Its limits were as distinctly marked by its Creator
as if it had been a living intelligence sent forth
to put a belt of desolation round the world; and, although
the edge of devastation was not five hundred yards
from the rock behind which the hunters were stationed,
only a few drops of ice-cold rain fell upon them.
It passed directly between the Camanchee
Indians and their intended victims, placing between
them a barrier which it would have taken days to cut
through.
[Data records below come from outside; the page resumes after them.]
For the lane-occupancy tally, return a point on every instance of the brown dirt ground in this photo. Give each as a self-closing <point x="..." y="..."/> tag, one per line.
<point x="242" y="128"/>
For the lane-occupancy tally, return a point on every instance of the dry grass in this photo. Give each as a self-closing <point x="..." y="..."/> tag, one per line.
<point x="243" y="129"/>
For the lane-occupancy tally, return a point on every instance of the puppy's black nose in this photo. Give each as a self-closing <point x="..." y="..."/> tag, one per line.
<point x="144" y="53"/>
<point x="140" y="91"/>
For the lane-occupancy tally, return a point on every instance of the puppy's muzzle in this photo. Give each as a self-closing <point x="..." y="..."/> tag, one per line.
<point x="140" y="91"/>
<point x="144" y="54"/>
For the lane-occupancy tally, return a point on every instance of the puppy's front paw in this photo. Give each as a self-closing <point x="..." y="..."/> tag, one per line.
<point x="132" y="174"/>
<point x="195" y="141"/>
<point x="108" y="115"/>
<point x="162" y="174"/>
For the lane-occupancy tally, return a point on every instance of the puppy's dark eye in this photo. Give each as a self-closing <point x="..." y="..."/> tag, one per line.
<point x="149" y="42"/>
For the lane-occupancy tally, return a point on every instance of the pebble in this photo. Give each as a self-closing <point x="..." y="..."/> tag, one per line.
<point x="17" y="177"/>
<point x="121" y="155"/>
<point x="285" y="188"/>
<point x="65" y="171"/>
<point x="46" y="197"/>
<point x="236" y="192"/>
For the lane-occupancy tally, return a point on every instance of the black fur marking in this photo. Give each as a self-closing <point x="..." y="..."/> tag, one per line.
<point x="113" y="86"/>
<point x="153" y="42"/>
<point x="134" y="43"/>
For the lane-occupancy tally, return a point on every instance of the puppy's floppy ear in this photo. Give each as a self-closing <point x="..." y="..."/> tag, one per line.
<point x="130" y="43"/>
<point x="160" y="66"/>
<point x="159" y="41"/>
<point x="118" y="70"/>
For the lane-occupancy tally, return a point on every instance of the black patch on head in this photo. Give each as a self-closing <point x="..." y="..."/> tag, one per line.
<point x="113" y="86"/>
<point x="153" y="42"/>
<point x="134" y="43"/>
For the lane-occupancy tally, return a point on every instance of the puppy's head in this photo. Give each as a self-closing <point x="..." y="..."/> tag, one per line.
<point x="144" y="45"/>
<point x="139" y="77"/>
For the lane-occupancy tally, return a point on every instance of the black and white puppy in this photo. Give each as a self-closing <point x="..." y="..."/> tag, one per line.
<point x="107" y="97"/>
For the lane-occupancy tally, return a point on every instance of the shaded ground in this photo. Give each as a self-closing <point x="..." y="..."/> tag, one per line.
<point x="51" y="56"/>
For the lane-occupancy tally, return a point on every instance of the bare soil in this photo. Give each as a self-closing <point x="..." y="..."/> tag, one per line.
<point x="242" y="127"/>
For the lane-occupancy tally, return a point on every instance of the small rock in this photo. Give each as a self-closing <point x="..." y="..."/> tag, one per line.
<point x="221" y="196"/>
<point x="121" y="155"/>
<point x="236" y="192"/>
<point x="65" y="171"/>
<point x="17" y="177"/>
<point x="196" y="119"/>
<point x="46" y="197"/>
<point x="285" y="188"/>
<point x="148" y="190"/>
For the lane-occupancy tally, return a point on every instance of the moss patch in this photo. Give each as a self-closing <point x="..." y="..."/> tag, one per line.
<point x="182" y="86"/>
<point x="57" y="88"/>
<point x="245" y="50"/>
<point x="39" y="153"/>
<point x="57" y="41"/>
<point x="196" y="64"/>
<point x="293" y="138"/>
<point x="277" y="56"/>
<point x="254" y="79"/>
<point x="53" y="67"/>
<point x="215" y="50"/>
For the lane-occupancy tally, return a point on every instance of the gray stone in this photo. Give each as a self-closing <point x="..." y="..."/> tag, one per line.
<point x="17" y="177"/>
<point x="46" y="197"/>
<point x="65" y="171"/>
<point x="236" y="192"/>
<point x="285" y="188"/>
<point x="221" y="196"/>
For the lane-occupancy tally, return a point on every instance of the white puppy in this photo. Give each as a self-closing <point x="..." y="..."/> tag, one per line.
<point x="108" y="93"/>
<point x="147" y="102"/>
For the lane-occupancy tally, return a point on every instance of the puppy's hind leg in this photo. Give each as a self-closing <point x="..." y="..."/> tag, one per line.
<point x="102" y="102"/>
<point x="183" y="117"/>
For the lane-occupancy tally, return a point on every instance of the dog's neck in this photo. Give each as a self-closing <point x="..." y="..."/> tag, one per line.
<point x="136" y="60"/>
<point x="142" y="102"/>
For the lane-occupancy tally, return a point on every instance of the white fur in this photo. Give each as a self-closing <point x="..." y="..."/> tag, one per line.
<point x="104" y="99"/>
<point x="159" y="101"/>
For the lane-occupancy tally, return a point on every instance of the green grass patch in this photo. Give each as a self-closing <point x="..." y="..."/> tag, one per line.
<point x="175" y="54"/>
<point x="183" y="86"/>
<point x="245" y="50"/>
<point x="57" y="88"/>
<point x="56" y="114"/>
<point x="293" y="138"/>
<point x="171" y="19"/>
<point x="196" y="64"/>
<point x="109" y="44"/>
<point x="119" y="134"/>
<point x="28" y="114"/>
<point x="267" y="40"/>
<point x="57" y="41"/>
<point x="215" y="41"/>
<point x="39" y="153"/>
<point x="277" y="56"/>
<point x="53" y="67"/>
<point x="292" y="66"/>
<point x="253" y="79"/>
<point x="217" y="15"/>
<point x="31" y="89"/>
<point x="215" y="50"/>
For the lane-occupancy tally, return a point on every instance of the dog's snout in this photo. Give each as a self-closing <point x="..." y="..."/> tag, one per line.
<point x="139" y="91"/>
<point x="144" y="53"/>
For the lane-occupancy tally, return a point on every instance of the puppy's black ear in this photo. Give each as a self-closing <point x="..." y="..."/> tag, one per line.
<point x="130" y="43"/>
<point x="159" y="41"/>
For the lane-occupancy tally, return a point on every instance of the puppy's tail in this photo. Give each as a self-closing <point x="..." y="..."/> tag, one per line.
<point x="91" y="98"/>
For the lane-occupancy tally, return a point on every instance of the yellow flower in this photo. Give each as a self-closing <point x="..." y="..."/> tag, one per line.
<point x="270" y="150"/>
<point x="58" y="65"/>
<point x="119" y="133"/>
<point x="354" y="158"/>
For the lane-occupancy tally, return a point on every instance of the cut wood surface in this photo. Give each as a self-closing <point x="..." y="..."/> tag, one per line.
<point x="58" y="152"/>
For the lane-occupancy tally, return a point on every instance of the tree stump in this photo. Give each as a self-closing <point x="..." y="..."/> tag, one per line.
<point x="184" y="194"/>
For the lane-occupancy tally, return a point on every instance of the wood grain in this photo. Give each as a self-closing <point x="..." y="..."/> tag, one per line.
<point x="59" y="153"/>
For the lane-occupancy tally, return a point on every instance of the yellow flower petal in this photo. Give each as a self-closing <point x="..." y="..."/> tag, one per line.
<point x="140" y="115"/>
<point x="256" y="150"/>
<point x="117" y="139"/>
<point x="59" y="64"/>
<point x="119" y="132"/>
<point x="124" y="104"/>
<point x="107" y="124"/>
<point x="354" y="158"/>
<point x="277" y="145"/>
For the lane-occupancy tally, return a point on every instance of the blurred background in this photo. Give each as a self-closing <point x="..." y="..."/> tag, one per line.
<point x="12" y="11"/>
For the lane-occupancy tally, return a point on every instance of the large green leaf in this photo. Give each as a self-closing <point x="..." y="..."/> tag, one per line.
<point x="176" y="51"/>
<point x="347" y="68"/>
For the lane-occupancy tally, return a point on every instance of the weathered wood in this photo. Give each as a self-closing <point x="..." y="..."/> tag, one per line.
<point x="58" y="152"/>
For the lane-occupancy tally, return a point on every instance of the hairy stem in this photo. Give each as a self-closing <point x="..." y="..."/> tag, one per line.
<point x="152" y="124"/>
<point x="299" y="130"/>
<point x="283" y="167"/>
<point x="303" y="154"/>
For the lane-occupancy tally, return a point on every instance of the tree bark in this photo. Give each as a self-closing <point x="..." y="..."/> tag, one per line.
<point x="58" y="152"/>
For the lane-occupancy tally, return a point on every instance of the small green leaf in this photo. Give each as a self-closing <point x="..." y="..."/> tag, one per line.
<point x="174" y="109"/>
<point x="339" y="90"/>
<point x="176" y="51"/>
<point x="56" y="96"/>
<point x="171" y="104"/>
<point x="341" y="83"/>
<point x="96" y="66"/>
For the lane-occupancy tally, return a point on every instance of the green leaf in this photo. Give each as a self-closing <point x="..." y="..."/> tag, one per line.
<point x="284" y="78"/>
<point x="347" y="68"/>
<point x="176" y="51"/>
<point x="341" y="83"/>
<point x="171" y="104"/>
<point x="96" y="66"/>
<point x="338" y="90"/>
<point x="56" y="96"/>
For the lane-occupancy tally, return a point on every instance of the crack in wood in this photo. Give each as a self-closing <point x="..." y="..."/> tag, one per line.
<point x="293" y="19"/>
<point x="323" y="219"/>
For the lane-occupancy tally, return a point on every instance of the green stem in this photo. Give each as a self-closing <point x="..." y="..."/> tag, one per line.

The storm blew for an hour, then it
travelled onward in its might, and was lost in distance.
Whence it came and whither it went none could tell;
but, far as the eye could see on either hand, an avenue
a quarter of a mile wide was cut through the forest.
It had levelled everything with the dust; the very
grass was beaten flat, the trees were torn, shivered,
snapped across, and crushed; and the earth itself in
many places was ploughed up and furrowed with deep
scars. The chaos was indescribable, and it is
probable that centuries will not quite obliterate
the work of that single hour.
While it lasted, Joe and his comrades
remained speechless and awe-stricken. When it
passed, no Indians were to be seen. So our hunters
remounted their steeds, and, with feelings of gratitude
to God for having delivered them alike from savage
foes and from the destructive power of the whirlwind,
resumed their journey towards the Mustang Valley.